目的:调整描述流体介质与脑物质之间相互作用的数学模型,以确定 BALB/c 和 C57BL/6 两种基因型实验动物脑室大小与毛细血管压力之间的关系。材料和方法研究对象为 12 周龄的 C57BL/6 和 BALB/c 近交系雄性小鼠各 4 只。使用 11.7 T 水平 MR 扫描仪(Bruker,BioSpec 117/16 USR,德国)获取大脑和脑脊液系统图像。数学建模选择了距前囟-0.5毫米处的轴向切面。为了描述所获得的数据,数学模型根据人类和小鼠脑脊液形成率的已知值选择了一个比例因子。结果与讨论所有动物的毛细血管压力和平均心室壁位移之间的关系都有相同的定性模式。虽然所选的遗传品系 BALB/c 和 C57Bl 小鼠在脑室大小方面存在显著差异,但这些动物基因型的差异并不影响这种关系的性质。在压缩或中度脑室扩张区域改变流体介质相互作用的参数几乎不会导致脱离生理上可接受的毛细血管压力值。在这种情况下,心室的大小会发生显著变化。相反,在心室大面积扩张的区域,心室大小几乎不会发生变化,但毛细血管压力却会急剧增加,远远超出生理极限。因此,心室大小的变化是一个适应过程,与颅内液体流动变化引起的压力波动有关。在心室大小几乎没有变化的情况下,某些值达到了生理上不可接受的压力范围,事实上这与死亡有关,这一事实表明这种情况很少发生,但在颅内流体介质流动受到破坏,心室大小的增加限制了适应能力的情况下,这种情况是可能发生的。结论。所展示的动物模型将进一步加深对我们所建立的模式的理解,并使我们能够继续尝试进行预测。

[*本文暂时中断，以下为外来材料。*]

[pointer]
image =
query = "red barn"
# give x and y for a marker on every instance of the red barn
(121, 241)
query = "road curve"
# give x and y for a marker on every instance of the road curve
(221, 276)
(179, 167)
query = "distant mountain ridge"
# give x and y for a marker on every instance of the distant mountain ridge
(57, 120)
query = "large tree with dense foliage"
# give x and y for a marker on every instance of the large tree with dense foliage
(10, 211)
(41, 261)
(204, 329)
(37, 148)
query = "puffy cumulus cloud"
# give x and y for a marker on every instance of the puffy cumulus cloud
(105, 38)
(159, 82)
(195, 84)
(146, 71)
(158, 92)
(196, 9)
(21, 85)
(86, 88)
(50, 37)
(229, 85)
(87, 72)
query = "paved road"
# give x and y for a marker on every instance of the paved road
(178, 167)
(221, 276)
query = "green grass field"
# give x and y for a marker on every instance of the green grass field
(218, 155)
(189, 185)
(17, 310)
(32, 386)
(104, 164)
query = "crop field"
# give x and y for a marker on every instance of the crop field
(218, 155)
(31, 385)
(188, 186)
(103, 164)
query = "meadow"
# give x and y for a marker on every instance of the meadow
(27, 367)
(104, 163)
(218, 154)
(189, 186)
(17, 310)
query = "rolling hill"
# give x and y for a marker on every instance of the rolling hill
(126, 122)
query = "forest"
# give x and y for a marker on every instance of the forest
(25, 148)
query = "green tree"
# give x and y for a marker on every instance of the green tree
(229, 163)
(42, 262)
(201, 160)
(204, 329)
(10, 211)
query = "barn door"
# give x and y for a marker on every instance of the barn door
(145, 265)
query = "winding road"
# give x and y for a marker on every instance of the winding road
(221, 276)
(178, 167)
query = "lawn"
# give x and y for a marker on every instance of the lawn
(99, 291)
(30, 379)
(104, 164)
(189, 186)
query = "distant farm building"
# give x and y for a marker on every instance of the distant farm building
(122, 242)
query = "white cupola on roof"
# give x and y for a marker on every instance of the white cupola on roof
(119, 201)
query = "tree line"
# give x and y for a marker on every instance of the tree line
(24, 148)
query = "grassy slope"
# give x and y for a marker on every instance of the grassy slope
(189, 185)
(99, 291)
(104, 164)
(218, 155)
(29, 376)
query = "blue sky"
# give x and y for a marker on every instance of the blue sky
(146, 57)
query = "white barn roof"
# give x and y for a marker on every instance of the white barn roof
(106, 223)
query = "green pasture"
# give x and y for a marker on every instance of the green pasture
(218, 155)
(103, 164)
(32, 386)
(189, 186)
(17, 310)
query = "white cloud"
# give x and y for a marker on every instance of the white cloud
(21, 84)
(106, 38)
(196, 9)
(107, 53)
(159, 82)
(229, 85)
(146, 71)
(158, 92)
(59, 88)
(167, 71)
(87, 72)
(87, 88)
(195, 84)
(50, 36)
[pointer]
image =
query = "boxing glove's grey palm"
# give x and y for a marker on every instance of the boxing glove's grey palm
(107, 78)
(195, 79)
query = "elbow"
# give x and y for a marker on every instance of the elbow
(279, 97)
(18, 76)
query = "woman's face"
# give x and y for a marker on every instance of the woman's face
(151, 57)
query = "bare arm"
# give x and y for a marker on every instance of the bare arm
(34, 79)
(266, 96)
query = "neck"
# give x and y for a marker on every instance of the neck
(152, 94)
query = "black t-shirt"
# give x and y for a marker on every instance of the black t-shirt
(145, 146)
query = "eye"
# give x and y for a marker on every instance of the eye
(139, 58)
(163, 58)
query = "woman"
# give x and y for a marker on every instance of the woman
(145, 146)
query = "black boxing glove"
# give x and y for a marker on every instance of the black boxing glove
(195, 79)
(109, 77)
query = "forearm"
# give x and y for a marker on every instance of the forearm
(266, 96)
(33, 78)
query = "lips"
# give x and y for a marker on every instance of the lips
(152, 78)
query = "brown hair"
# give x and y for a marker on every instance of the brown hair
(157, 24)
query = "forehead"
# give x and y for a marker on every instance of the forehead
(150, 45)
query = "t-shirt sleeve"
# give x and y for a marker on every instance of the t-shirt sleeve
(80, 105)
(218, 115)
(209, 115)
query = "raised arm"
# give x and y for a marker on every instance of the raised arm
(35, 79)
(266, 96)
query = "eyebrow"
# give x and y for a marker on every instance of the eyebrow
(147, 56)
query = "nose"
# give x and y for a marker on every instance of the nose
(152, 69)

本文章由计算机程序翻译,如有差异,请以英文原文为准。
Mathematical model of the dependence between cerebral ventricular size and capillary pressure in laboratory animals
Aim: To adapt a mathematical model describing the interaction between fluid media and brain matter for the purpose of definition of the dependence between brain ventricle size and capillary pressure in laboratory animals of two genotypes, BALB/c and C57BL/6. Material and methods. The study included 4 male mice of each inbred strain C57BL/6 and BALB/c at the age of 12 weeks. The brain and cerebrospinal fluid system images were obtained using an 11.7 T horizontal MR scanner (Bruker, BioSpec 117/16 USR, Germany). An axial section at the level of -0.5 mm from bregma was chosen as the geometry for mathematical modelling. To describe the data obtained, the mathematical model was adapted by selecting a scale factor based on the known values of the cerebrospinal fluid formation rate for humans and mice. Results and discussion. The same qualitative pattern of relationship between capillary pressure and mean ventricular wall displacement was observed for all animals considered. Although the selected genetic strains of BALB/c and C57Bl mice differ significantly in terms of cerebral ventricle size, these differences in animal genotype did not affect the nature of this relationship. Changing the parameters of the fluid media interaction in the area of compression or moderate ventricular dilation almost does not lead to an exit from the physiologically acceptable capillary pressure value. In this case, the size of the ventricles changes significantly. In the area of large ventricular dilation, in contrast, there is little change in ventricular size, and this is accompanied by a dramatic increase in capillary pressure far beyond physiologic limits. Thus, the change in ventricular size is an adaptive process associated with pressure fluctuations caused by changes in intracranial fluid flow. The mere fact that some of the values reach the zone of physiologically unacceptable pressures associated, in fact, with death, provided that there is practically no change in ventricular size indicates that such a situation is rarely realized and is possible in case of violation of intracranial fluid media flows associated with the fact that the increase in ventricular size limits adaptive capabilities. Conclusions. The presented animal model will further increase the understanding of the pattern we have established and allow us to move on to attempts at prediction.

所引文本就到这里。